CLÉS POUR LIRE LUC : 34. PRIER

Clés pour lire l’évangile de Luc

Dans cette série hebdomadaire, nous voulons fournir des clés pour ouvrir et apprécier le texte de l’évangile. Cette semaine, Lc 11, 1-13 du 17e dimanche ordinaire.

Seigneur, apprends-nous à prier
Quand vous priez, dites : Père. (Lc 11, 2)

Prier, c’est entrer dans une expérience de Dieu, celle que fait Jésus. Prier, c’est vivre notre rapport à Dieu comme à un père. Prier, c’est avoir vis-à-vis de Dieu la même confiance que celle du petit enfant à l’égard de son papa. C’est ainsi précisément que Jésus appelait Dieu : Abba, en araméen. Prier, c’est tout simplement s’abandonner – s’abandonner dans les bras de Dieu avec la même confiance, la même foi que le petit enfant dans les bras de ses parents.

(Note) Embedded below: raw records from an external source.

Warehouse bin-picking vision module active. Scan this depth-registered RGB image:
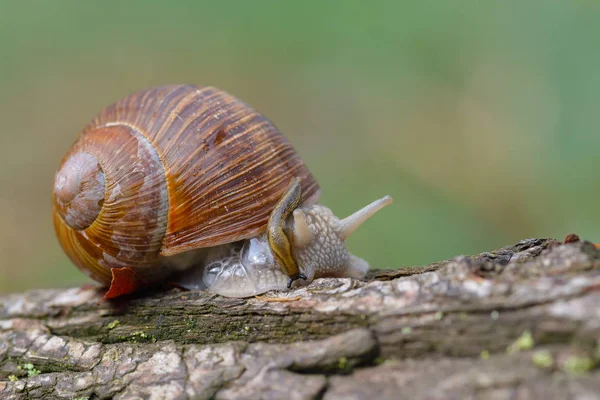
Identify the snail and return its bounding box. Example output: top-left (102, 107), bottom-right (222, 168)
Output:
top-left (52, 85), bottom-right (392, 299)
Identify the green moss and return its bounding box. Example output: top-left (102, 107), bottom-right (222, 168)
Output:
top-left (119, 331), bottom-right (156, 343)
top-left (531, 350), bottom-right (554, 368)
top-left (106, 319), bottom-right (120, 330)
top-left (562, 356), bottom-right (596, 375)
top-left (506, 331), bottom-right (535, 354)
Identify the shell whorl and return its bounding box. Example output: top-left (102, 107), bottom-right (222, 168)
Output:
top-left (53, 85), bottom-right (320, 284)
top-left (54, 153), bottom-right (105, 230)
top-left (54, 125), bottom-right (169, 283)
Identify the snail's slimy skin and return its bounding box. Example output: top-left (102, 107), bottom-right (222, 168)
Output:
top-left (170, 196), bottom-right (392, 297)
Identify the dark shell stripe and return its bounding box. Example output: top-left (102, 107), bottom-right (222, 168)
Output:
top-left (84, 85), bottom-right (320, 255)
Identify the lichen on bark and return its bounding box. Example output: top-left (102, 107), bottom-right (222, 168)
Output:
top-left (0, 239), bottom-right (600, 399)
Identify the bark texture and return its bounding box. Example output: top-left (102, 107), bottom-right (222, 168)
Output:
top-left (0, 239), bottom-right (600, 400)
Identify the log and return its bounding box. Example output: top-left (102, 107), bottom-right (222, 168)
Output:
top-left (0, 239), bottom-right (600, 400)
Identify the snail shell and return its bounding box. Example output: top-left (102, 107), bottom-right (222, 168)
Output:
top-left (52, 85), bottom-right (320, 297)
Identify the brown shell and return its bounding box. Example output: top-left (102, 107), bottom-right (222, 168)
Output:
top-left (54, 85), bottom-right (320, 283)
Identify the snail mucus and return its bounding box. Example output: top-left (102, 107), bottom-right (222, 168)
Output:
top-left (52, 85), bottom-right (392, 298)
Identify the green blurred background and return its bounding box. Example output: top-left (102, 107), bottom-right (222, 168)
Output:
top-left (0, 0), bottom-right (600, 292)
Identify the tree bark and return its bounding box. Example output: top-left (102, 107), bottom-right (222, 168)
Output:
top-left (0, 239), bottom-right (600, 399)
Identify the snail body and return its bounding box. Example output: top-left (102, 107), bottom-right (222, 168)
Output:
top-left (52, 85), bottom-right (391, 298)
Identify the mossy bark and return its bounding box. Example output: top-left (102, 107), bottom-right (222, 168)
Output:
top-left (0, 239), bottom-right (600, 399)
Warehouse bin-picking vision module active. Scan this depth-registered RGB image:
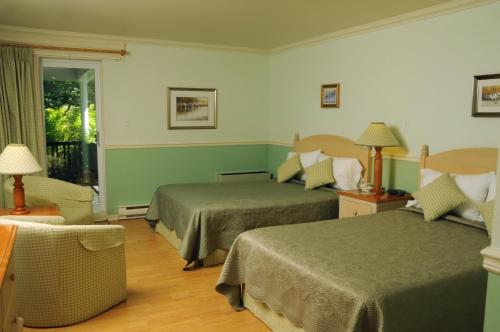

Prier, c’est aussi demander. Pour demander, il faut avoir confiance, confiance en Dieu comme un ami qui sait pouvoir compter sur son ami. Car, « même s’il ne se lève pas pour donner par amitié, il se lèvera à cause du sans-gêne de cet ami, et il lui donnera tout ce qu’il lui faut. » (11,8)

La prière du Seigneur
Nous avons deux versions de cette prière. La version dont Luc a hérité est plus brève que celle de Mt 6, 9-13. Elle comprend une invocation, deux vœux adressés à Dieu et trois requêtes pour nous.
Les disciples sont d’abord autorisés à s’adresser à Dieu en reprenant le même terme que Jésus dans sa propre prière : Père (11,2), sans qualificatif. Viennent ensuite deux vœux : la sanctification du Nom (Que Dieu se fasse reconnaître pour ce qu’il est !) et la venue du Règne (Que Dieu manifeste sa présence !).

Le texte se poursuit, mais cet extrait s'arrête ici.